Au début il commençait « Chère mademoiselle » et terminait par « Mes hommages respectueux ». A la troisième lettre il l’appelait « Ma petite fée » et lui demandait une photographie. Puis ce fut « Ma fée adorable », puis « Je vous baise les mains », puis « Je vous baise le front ». Plus tard, il lui détaille la photographie qu’elle lui a envoyée et lui parle de sa poitrine qu’il a cru deviner sous le peignoir.
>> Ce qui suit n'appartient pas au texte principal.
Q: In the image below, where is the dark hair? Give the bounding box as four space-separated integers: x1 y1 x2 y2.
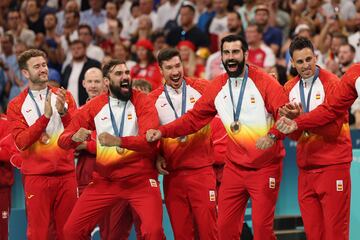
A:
70 39 86 48
18 49 46 69
289 36 314 58
228 10 242 21
158 48 181 67
78 24 93 36
221 34 249 52
102 59 126 78
340 43 356 53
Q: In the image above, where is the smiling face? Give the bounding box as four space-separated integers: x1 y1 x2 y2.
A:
221 41 247 77
291 48 316 79
161 56 184 89
105 64 132 101
21 56 49 84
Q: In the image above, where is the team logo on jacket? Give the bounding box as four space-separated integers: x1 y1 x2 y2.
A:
1 211 9 219
250 96 255 103
149 178 157 187
269 178 276 189
336 180 344 192
209 190 216 202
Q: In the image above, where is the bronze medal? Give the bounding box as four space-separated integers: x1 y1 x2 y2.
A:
177 136 187 143
116 147 125 155
230 121 241 134
40 133 50 145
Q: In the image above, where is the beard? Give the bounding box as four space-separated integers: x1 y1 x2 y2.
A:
109 80 132 101
222 59 245 78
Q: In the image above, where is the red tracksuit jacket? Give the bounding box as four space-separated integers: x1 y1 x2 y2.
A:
7 87 76 175
149 78 214 171
159 66 286 169
295 63 360 130
284 69 352 169
58 90 159 179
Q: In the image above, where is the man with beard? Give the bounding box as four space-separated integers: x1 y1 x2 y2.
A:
280 37 352 239
147 35 286 240
150 48 218 240
58 60 165 240
7 49 76 240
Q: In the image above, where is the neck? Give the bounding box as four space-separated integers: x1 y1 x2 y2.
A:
29 81 47 91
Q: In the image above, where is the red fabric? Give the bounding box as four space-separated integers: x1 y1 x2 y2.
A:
0 187 11 240
0 114 16 187
298 164 351 240
58 90 159 179
159 66 287 169
7 87 76 174
218 162 282 240
130 62 163 90
149 78 214 171
295 63 360 130
164 167 218 239
23 173 77 240
284 69 352 169
64 174 165 240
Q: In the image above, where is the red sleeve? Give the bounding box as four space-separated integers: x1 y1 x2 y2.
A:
7 97 50 150
58 101 95 149
121 90 160 153
159 77 223 138
61 91 76 128
295 64 360 129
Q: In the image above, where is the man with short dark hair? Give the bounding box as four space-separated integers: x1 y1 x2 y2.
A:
280 37 352 240
147 35 286 240
58 60 165 240
7 49 76 240
149 48 218 240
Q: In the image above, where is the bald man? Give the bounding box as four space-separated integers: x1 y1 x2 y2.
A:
76 67 140 240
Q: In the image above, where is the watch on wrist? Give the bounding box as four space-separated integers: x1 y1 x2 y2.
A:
268 133 277 141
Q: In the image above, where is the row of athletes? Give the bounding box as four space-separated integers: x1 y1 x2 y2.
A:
0 35 358 239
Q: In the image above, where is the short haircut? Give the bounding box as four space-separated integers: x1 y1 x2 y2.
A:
18 49 46 69
102 59 126 78
221 34 249 52
157 48 181 67
289 36 314 58
78 24 93 36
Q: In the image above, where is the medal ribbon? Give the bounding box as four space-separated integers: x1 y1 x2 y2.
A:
299 67 319 112
108 97 128 137
229 66 248 122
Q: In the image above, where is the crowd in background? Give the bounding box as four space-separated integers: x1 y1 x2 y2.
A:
0 0 360 125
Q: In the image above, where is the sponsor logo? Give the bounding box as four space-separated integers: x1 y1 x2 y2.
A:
336 180 344 192
269 178 276 189
149 178 157 187
209 190 216 202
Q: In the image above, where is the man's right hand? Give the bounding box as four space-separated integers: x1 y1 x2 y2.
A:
156 156 169 175
71 128 91 142
146 129 161 142
275 117 298 134
44 92 52 119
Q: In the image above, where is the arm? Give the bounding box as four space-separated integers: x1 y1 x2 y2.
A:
7 102 50 151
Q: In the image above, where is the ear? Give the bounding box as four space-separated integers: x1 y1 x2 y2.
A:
21 69 30 79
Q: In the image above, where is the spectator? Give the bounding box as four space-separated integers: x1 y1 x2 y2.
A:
61 40 100 106
255 5 282 55
130 39 162 90
166 1 209 48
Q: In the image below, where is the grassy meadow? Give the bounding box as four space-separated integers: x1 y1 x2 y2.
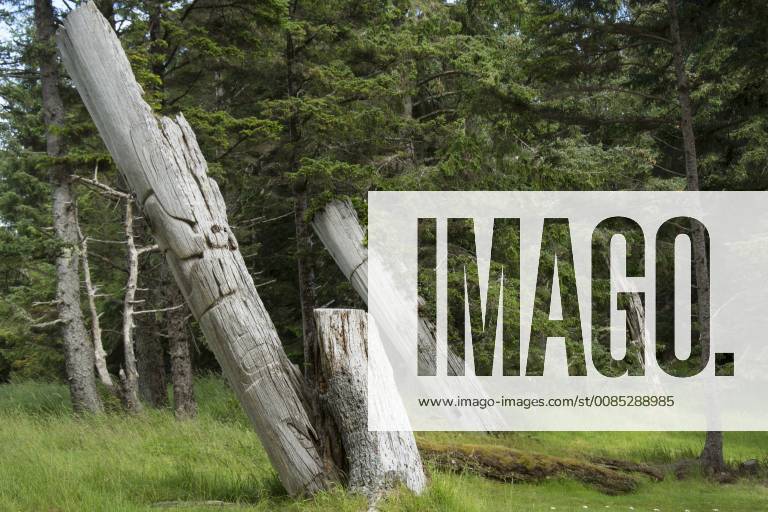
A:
0 376 768 512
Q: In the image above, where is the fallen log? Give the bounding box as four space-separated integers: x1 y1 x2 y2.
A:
419 442 638 495
57 2 332 495
315 309 426 498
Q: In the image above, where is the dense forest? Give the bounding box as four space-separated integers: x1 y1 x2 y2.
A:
0 0 768 508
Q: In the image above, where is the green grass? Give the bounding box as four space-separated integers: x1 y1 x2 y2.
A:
0 377 768 512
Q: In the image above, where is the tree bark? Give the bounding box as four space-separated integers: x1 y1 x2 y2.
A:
667 0 725 472
294 188 318 386
315 309 426 498
165 276 197 420
58 2 334 496
35 0 102 412
312 200 464 375
80 233 114 390
120 199 142 413
134 244 169 409
134 314 168 409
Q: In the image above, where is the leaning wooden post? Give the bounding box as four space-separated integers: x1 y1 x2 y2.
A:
312 200 464 375
315 309 427 498
57 2 328 495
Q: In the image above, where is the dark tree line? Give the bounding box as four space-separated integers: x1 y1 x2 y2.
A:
0 0 768 471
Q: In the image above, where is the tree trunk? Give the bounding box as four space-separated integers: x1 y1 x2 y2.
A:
315 309 426 498
58 2 334 496
294 188 318 386
35 0 102 412
165 283 197 420
667 0 725 472
80 233 114 390
134 244 169 409
120 199 142 413
135 320 168 409
312 201 464 375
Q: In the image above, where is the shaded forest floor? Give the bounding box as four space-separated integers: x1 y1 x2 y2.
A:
0 376 768 512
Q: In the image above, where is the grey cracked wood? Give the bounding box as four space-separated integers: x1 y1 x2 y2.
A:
57 2 328 495
312 200 464 375
315 309 427 498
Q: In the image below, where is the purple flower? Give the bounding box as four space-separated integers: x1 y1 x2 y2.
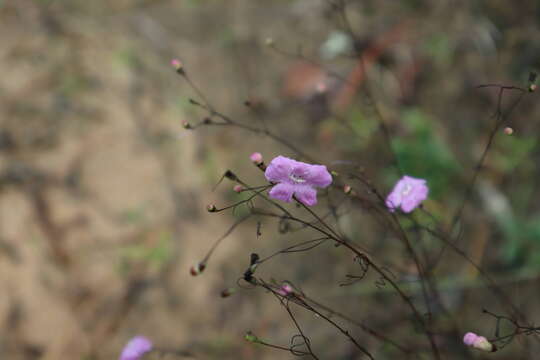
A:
264 156 332 206
119 336 152 360
386 175 429 213
463 332 478 346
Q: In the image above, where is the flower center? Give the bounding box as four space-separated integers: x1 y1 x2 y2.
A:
289 170 306 184
401 184 412 196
Et bientôt il passe au tutoiement, « je t’aime terriblement ». Un jour il écrit à la mère de cette jeune fille pour lui demander sa main. Dès lors il devient son fiancé officiel sans jamais l’avoir revue. La guerre continue et les lettres deviennent toujours plus intimes, « Je m’empare de toi mon amour », « Je prends tes seins adorables, je te presse absolument nue contre moi. Lorsqu’elle répond un jour un peu froidement à l’une de ses lettres il lui prie de ne pas faire la coquette parce qu’il peut mourir d’un jour à l’autre. Et il dit vrai !

-Voyez-vous Jules, pour comprendre cet extraordinaire dépucelage par correspondance, il faut avoir connu toute la violence de la guerre des tranchées, cette espèce de folie collective et cette présence de la mort minute par minute. Voilà donc un homme qui, tout en participant à la grande guerre, a su mener sa petite guerre parallèle, son combat individuel, et conquérir totalement une femme par la persuasion à distance.

-Quand il est arrivé à l’hôpital il était comme vous Albert, blessé à la tête, mais il n’a pas eu votre chance. Il est mort après la trépanation, à la veille de l’armistice. Dans sa dernière lettre à sa fiancée inconnue, il écrivait « Tes seins sont les seuls obus que j’aime ».